Genetics

Published — June 2, 2004 Updated — May 19, 2014 at 12:19 pm ET

A human rights issue

In Europe, nations ban reproductive cloning, but allow research to continue

Introduction

The 45-member Council of Europe, the oldest multilateral political organization on the continent, outlawed “[a]ny intervention seeking to create a human being genetically identical to another human being” by amending its Convention on Human Rights and Biomedicine.

The additional protocol to the treaty noted that such an action was necessitated by “scientific developments in the field of mammal cloning, particularly through embryo splitting and nuclear transfer.”

Great Britain, whose biotech industry is the largest in Europe, is one of the many countries to adopt legislation on the issue. “The Human Reproductive Cloning Act,” enacted in 2001, mandates up to 10 years of prison and an unlimited fine, if convicted of creating human clones. At the same time, the law allows research on cloning for therapeutic purposes with strict regulation.
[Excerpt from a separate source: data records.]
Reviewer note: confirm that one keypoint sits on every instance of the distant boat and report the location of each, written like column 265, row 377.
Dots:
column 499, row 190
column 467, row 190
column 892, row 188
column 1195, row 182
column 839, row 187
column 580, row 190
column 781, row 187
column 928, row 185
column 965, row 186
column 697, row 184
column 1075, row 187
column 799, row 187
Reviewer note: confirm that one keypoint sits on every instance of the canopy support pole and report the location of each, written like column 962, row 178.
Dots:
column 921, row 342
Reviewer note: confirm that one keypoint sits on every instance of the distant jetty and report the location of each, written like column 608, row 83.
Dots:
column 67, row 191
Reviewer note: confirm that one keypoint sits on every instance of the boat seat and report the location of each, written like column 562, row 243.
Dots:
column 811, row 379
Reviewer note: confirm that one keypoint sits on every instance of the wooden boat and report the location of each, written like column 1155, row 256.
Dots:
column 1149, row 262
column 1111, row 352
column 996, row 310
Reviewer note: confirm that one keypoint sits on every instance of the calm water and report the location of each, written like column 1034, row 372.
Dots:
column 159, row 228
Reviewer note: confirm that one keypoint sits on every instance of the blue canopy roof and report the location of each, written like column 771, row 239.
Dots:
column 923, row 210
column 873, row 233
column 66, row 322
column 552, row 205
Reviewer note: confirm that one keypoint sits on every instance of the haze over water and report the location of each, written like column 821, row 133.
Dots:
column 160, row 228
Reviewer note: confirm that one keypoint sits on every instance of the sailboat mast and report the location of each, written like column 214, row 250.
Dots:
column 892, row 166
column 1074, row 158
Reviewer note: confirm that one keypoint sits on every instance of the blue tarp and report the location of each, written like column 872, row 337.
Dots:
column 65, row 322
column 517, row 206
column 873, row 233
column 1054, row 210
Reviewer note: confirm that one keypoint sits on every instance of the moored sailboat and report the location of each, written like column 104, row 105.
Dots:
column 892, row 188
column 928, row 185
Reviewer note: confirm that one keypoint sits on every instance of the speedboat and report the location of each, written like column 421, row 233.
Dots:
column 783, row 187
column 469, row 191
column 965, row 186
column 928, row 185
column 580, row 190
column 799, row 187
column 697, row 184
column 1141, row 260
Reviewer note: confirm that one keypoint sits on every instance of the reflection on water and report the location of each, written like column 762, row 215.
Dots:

The Human Fertilisation and Embryology Authority regulates embryo research in the country.

In the other continental biotech giant, Germany, all embryo research is banned.

Other Western European countries that prohibited reproductive cloning include Austria, Belgium, Denmark, France, Iceland, Italy, the Netherlands, Norway, Portugal, Spain, Sweden and Switzerland.

“Issues of human genetics and bioethics in Europe have been widely accepted as human rights issues concerning human dignity and fundamental freedoms of the citizens,” according to Emilia Ianeva, director of the Center for Human Rights at California State University, Hayward.

About half of the countries in Central and Eastern Europe and former Soviet republics in the Caucasus have ratified the Protocol on the Prohibition of Cloning Human Beings. “Notable non-signatories are Russia, Serbia and Montenegro, Bosnia and Herzegovina, Albania, Armenia and Azerbaijan, making them possible places of choice for companies that would like to do human genetic engineering, including cloning, shielded from legal regulations,” Ianeva wrote in a paper published last year.

Russia, however, adopted a five-year moratorium on human reproductive cloning, which is in force until 2007. The Czech Republic, Lithuania, Romania and Slovakia have also banned reproductive cloning and have ratified the protocol.

On the issue of research cloning, the political climate differs from country to country. While Switzerland is against creation of cloned embryos, and France has proposed a ban, Britain permits it.

Ian Wilmut, who cloned Dolly, recently told the British media that he would clone human embryos for research. The scientist’s application will be the first submitted to the Human Fertilisation and Embryology Authority, according to news agency PA News. “He wants to study what goes wrong in the nerve cells of patients suffering from motor neuron disease,” the agency reported.

Europe has the finest biotech infrastructure outside of the United States. There are 96 publicly traded biotech companies in Europe, compared to 314 in the United States, William Powlett Smith, who heads of Ernst & Young’s U.K. Health Sciences Group, told the Center for Public Integrity. However, there are more private companies in Europe than in the United States, according to Smith.